Menurut Suzanne Degges-White, PhD, LPC, LMHC, NCC, psikolog dan presiden Counseling, Adult and Higher Education department di Northern Illinois University, adiksi terhadap proses menuju kepuasan seperti seks dan dinamika hubungan mempengaruhi otak seperti halnya candu. Adiksi merupakan sesuatu yang tak sehat. Ini adalah ketergantungan yang merusak dan membuat seseorang selalu mencari objek ketergantungan itu meskipun tahu betapa buruk dampak yang dihasilkannya.

Jadi jika kamu selalu mengejar orang-orang yang tidak tepat, mungkin ini saatnya untuk mencari tahu kenapa otakmu berkata bahwa mereka adalah orang yang tepat. Kamu harus belajar untuk memutus pola tersebut. Berikut ini beberapa saran yang direkomendasikan Degges-White.

Sadari dan akui adanya akar masalah

Jujurlah kepada diri sendiri dan cari tahu apa yang membuat kamu merasa 'puas' saat memilih pria atau wanita yang salah, meskipun kepuasan sesaat itu segera berganti menjadi kekecewaan.

Tanamkan dalam diri bahwa hubungan yang sehat itu harus seimbang

Sadarilah bahwa sebuah hubungan seharusnya 'memberi dan menerima dengan disertai kompromi dan penghargaan terhadap satu sama lain. Tidak seharusnya satu pihak saja yang selalu menang.

Akhiri hubungan yang bermasalah saat ini juga

Jika kamu sedang berada dalam hubungan yang mendatangkan ketidakbahagiaan, akhiri sekarang juga. Kamu tidak mungkin bisa berhenti merokok jika sebatang masih terselip di jari-jarimu.

Isi 'kekosonganmu' dengan hal-hal positif

Meninggalkan sebuah hubungan, bahkan yang mendatangkan penderitaan pun seringkali menyisakan rasa kesepian. Di tahap-tahap awal, perasaan ini begitu tak tertahankan hingga kamu merasa tergoda untuk kembali kepadanya. Isilah kekosongan batinmu dengan beralih ke hal-hal positif. Kamu bisa menghabiskan waktu dengan teman-temanmu, berkenalan dengan orang-orang baru, menekuni hobi yang sudah lama tidak dilakukan, atau memasang target pencapaian baru untuk diri sendiri.

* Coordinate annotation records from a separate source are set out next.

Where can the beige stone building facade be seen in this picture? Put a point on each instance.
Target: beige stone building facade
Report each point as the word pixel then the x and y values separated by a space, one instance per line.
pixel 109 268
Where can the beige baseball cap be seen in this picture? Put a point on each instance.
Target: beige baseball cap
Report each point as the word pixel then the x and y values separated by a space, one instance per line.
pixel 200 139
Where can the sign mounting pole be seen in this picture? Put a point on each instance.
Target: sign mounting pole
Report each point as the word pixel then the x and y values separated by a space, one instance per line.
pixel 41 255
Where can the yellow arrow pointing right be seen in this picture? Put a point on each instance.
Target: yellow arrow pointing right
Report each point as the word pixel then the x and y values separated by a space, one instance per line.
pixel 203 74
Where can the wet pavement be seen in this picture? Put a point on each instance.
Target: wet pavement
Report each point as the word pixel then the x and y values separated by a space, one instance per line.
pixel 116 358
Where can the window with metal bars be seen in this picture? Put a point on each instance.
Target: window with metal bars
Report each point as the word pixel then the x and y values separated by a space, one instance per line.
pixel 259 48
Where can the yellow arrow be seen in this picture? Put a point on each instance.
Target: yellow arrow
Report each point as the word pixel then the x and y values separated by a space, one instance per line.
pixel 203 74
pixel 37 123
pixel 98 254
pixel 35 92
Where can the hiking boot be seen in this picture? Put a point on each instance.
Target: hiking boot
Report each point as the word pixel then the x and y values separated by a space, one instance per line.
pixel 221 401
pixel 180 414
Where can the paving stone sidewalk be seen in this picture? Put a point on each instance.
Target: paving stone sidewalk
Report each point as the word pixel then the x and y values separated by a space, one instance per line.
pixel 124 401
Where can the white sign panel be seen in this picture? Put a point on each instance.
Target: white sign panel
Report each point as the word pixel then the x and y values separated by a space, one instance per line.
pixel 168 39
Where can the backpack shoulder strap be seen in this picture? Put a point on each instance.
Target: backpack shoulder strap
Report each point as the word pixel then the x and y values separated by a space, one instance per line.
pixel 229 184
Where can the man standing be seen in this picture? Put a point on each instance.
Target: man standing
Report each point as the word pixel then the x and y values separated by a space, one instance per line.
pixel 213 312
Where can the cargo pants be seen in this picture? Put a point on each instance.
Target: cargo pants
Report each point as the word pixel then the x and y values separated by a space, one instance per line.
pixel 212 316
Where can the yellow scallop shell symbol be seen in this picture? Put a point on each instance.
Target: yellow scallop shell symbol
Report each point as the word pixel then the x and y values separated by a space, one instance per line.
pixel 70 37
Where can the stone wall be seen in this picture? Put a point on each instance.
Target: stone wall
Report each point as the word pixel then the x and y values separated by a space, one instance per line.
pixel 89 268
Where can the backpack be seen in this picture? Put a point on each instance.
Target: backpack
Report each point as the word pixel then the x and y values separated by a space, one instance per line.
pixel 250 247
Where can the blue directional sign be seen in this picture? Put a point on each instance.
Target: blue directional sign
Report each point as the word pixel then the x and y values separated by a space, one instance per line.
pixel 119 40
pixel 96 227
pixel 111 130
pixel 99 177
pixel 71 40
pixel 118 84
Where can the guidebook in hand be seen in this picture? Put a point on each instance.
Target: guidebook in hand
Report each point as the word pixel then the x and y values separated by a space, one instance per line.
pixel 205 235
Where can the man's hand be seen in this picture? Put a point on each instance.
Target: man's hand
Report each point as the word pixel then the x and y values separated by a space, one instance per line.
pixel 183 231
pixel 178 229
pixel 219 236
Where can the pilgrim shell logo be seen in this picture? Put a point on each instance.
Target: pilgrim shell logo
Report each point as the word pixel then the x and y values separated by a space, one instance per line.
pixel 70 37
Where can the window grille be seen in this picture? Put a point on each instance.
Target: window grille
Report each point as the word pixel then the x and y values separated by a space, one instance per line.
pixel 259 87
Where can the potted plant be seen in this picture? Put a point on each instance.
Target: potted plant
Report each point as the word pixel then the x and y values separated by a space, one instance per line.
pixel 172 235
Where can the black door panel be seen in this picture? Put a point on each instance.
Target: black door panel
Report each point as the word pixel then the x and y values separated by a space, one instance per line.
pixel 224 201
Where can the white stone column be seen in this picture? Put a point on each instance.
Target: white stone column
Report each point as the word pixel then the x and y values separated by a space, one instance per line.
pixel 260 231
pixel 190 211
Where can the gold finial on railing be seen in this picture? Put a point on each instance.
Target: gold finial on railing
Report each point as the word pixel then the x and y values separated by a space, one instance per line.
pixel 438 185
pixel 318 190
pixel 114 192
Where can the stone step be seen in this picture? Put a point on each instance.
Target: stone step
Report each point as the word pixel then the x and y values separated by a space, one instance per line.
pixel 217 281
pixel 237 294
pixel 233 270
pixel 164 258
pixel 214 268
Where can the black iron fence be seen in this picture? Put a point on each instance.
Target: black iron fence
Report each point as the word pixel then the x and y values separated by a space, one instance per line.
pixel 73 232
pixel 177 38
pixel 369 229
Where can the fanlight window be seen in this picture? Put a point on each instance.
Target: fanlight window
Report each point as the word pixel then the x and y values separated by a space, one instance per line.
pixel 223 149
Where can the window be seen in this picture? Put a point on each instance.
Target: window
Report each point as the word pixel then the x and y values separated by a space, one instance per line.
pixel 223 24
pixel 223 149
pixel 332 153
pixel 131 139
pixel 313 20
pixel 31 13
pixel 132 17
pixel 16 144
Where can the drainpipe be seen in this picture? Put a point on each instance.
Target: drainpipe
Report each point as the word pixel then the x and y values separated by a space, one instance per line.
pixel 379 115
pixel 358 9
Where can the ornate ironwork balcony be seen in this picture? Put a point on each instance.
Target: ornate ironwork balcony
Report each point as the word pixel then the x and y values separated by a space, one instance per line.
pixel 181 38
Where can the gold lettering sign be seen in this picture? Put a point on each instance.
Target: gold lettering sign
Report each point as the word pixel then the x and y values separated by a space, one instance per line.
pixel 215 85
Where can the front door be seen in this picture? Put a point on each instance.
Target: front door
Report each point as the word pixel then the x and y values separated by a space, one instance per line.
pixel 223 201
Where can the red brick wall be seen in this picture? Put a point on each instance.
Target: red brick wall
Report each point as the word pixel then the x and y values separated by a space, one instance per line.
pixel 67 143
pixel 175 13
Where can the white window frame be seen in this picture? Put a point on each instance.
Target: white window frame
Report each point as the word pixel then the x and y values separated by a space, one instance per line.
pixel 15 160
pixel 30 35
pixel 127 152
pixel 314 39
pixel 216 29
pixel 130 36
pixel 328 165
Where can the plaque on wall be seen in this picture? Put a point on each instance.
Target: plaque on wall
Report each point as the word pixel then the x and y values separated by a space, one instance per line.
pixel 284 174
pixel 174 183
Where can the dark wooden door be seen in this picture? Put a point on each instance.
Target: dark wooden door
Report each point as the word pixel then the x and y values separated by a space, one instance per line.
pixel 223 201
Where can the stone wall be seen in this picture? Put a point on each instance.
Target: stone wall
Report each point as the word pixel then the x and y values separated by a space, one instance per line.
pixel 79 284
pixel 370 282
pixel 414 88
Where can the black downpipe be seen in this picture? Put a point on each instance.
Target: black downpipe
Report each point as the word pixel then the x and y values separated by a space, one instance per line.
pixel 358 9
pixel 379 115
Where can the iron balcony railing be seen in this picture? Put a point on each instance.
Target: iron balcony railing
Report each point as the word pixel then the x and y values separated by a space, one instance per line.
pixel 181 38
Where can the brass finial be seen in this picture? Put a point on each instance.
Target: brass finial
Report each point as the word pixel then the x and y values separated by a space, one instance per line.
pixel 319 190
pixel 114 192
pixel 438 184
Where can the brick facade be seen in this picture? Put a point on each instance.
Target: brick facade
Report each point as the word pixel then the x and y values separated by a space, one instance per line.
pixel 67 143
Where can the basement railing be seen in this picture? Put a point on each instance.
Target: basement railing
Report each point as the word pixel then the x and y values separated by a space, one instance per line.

Ingatkan kepada diri sendiri bahwa kamu pantas mendapatkan kebahagiaan

Jangan pernah melupakan kalau kamu adalah manusia yang berhak diperlukan dengan baik. Kamu sama berharganya dengan orang lain. Kamu pantas mendapatkan hubungan yang konstruktif dan membahagiakan. Kamu pantas mendapatkan kesetiaan yang utuh dan menjadi prioritas.

Buatlah daftar kebutuhanmu dalam hubungan

Cobalah pikirkan hal-hal apa saja yang kamu anggap sebagai kebutuhan penting dalam sebuah hubungan sehat dan realistis. Setiap kali kamu bertemu pria atau wanita yang tidak memenuhi kriteria ini, jauhi mereka. Tidak peduli seberapa menarik pun mereka.

Jangan keburu putus asa

Ingatlah kalau membuang kebiasaan buruk itu butuh waktu, usaha, dan kedisiplinan. Tak jarang pula kamu gagal melakukannya. Tetapi jangan menyerah. Jangan pernah menyerah sampai kamu benar-benar berhasil melakukannya.

Itulah beberapa saran untuk memutus kebiasaan buruk dalam memilih pasangan yang mungkin perlu kamu terapkan sekarang juga.